Einer der Gründe, warum Fliegen die sicherste Art des Reisens ist, sind die hohen Sicherheitsstandards in Europa. Die verantwortliche Behörde, die Europäische Agentur für Flugsicherheit (EASA), leistet bei der Beaufsichtigung von Fluggesellschaften, Flughäfen und Herstellern exzellente Arbeit. Leider hat EASA jedoch bis heute kein Mandat, Drohnen und Bodenverkehrsdienstleister zu regulieren.

Bodenverkehrsdienstleiser kümmern sich im Auftrag der Airlines um Passagiere und Gepäck und fertigen deren Flugzeuge ab. Diese Leistungen wurden früher von den Fluggesellschaften selbst ausgeführt, werden aber heute in der Regel von uns Spezialisten übernommen. Die Abfertiger und ihre Mitarbeiter tragen daher auch die Hauptlast der zunehmend überlasteten Flughafeninfrastruktur.

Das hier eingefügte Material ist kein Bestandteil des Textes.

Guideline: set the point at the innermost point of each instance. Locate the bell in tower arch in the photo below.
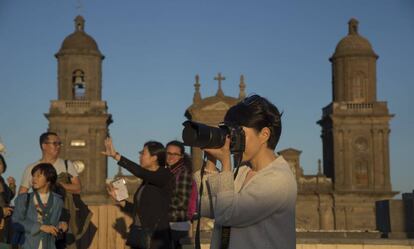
(79, 85)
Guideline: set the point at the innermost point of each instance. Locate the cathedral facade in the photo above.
(355, 171)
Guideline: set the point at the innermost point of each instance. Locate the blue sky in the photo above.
(154, 49)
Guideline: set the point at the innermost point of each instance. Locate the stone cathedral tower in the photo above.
(79, 115)
(355, 126)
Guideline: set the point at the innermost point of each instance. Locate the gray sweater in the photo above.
(261, 214)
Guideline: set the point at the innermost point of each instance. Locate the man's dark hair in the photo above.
(48, 171)
(177, 144)
(156, 149)
(4, 163)
(257, 112)
(45, 136)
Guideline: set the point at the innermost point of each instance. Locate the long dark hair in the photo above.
(257, 112)
(156, 149)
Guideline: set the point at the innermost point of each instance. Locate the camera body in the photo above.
(204, 136)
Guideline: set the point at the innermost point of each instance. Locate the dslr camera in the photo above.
(209, 137)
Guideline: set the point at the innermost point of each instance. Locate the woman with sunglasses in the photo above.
(257, 208)
(150, 228)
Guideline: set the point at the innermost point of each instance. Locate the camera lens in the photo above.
(203, 136)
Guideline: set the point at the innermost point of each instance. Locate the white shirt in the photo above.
(261, 213)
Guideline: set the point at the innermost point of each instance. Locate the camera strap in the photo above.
(226, 230)
(200, 194)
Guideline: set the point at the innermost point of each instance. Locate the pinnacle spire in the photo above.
(197, 94)
(219, 78)
(353, 27)
(79, 24)
(242, 87)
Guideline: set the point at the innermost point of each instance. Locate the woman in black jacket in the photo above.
(152, 199)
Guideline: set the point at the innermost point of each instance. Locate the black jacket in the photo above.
(154, 203)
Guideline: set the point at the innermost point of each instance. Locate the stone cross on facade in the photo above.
(219, 78)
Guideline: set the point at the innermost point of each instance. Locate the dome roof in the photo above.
(79, 40)
(353, 43)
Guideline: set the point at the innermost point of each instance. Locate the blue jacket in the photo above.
(29, 225)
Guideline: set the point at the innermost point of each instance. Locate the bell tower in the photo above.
(79, 116)
(355, 125)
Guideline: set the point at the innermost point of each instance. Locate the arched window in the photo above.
(359, 87)
(361, 172)
(78, 85)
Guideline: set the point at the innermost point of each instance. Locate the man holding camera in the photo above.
(256, 207)
(181, 166)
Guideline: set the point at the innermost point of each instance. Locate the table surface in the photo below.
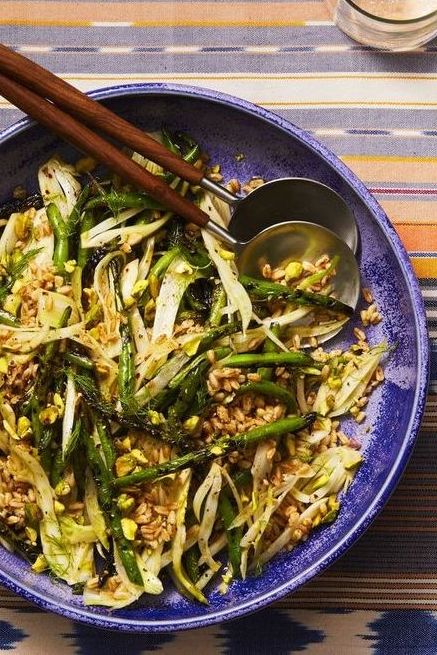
(377, 111)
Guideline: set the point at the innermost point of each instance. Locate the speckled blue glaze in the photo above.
(273, 148)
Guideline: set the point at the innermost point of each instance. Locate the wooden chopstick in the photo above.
(79, 105)
(89, 142)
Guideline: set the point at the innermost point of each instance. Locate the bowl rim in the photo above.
(322, 563)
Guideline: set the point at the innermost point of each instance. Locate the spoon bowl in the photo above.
(301, 241)
(294, 199)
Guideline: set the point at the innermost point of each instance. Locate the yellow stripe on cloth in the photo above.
(415, 170)
(155, 14)
(425, 267)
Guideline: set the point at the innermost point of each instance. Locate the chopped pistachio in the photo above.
(154, 286)
(63, 488)
(293, 270)
(31, 534)
(139, 456)
(21, 226)
(129, 302)
(139, 287)
(290, 442)
(70, 265)
(59, 507)
(191, 423)
(12, 301)
(40, 564)
(49, 415)
(24, 427)
(125, 503)
(125, 464)
(32, 514)
(129, 528)
(10, 430)
(155, 417)
(334, 383)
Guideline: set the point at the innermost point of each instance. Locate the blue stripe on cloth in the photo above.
(88, 641)
(249, 636)
(10, 636)
(403, 632)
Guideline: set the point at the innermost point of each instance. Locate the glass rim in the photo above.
(392, 21)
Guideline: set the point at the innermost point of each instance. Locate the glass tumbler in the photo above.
(396, 25)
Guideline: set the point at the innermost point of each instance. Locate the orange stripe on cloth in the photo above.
(425, 266)
(394, 169)
(410, 212)
(415, 237)
(156, 14)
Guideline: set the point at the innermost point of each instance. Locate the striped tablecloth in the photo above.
(377, 111)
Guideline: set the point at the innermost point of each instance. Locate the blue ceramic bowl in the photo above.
(273, 148)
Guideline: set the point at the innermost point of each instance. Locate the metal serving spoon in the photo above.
(30, 87)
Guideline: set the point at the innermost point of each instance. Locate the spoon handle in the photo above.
(93, 114)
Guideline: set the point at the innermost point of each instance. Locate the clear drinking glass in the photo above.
(390, 24)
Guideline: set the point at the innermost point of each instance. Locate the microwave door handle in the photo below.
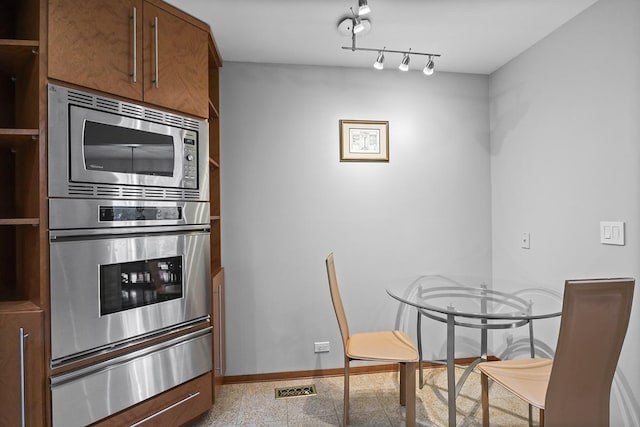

Insgesamt funktioniert die Regulierung der Sicherheit im Luftverkehr also hervorragend, abgesehen von diesen beiden offensichtlichen Lücken. Die Europäische Kommission hat bereits reagiert. Im vergangenen Dezember hat sie in ihrem Gesetzespaket für die Luftfahrt vorgeschlagen, das Mandat der EASA auf die meisten Drohnen sowie die Bodenverkehrsdienste auszuweiten. Leider war die Reaktionen hinsichtlich der Bodenabfertigung eher zögerlich, was vermutlich weniger mit dem Thema selbst als mit Skepsis gegenüber der Übertragung weiterer Kompetenzen an eine EU-Behörde zu tun hat.

Es wäre jedoch ein ernstes Versäumnis, wenn sich das Europäische Parlament oder die Mitgliedstaaten gegen europäische Mindeststandards bei der Abfertigung an Europas Flughäfen aussprechen würden. Da es bei der Sicherheit im Luftverkehr auf jedes einzelne Glied der Kette ankommt, würde der Ausschluss der Bodenverkehrsdienste die Integrität der europäischen Aufsicht insgesamt in Frage stellen.

Dabei sind die Bodenverkehrsdienste ein für die Sicherheit der Passagiere besonders wichtiger Teil der Luftfahrtkette, der stark von europäischen Mindeststandards profitieren würde. Einheitliche Standards wären zudem für die Sicherheit der Mitarbeiter an den Flughäfen von größter Bedeutung. Die Bodenverkehrsdienstleister sind häufig die größten Arbeitgeber an den Flughäfen, weshalb die meisten Betroffenen – einschließlich der Abfertigungsunternehmen, der Flughäfen und der Gewerkschaften – für die Einführung europäischer Mindeststandards sind.

Als Bodenverkehrsdienstleister wollen wir noch einen Schritt weitergehen. Wir setzen uns für eine europäische Zertifizierung von Abfertigungsunternehmen ein, so wie dies bereits bei Fluggesellschaften der Fall ist. Denn ohne Zertifizierung wird es keine vereinheitlichten Prozesse bei Ausbildung und Betrieb geben, die für eine weitere Verbesserung der Sicherheit notwendig sind. Das Ergebnis wären uneinheitliche Audits und Ausbildungsstandards sowie höhere Kosten. Aus diesem Grund wäre ein europäischer Sicherheitsstandard ohne EU-Zertifizierung eine verpasste Gelegenheit.

Es mag ungewöhnlich sein, dass sich eine Branche – und insbesondere ein britischer Vertreter dieser Branche – dafür einsetzt, von der EU reguliert zu werden. Aber wir Flughafendienstleister sind eine wachsende, internationale Branche. Und Sicherheit hat für uns höchste Priorität – sie ist Teil unserer DNA.

Glücklicherweise sind die wenigsten Vorfälle am Boden ernster Natur. Aber jeder Vorfall, den wir durch harmonisierte Standards vermeiden können, hilft der Luftfahrt, Verletzungen, Sachschäden, Verspätungen und Flugausfälle zu verhindern. Dafür lohnt es sich zu kämpfen.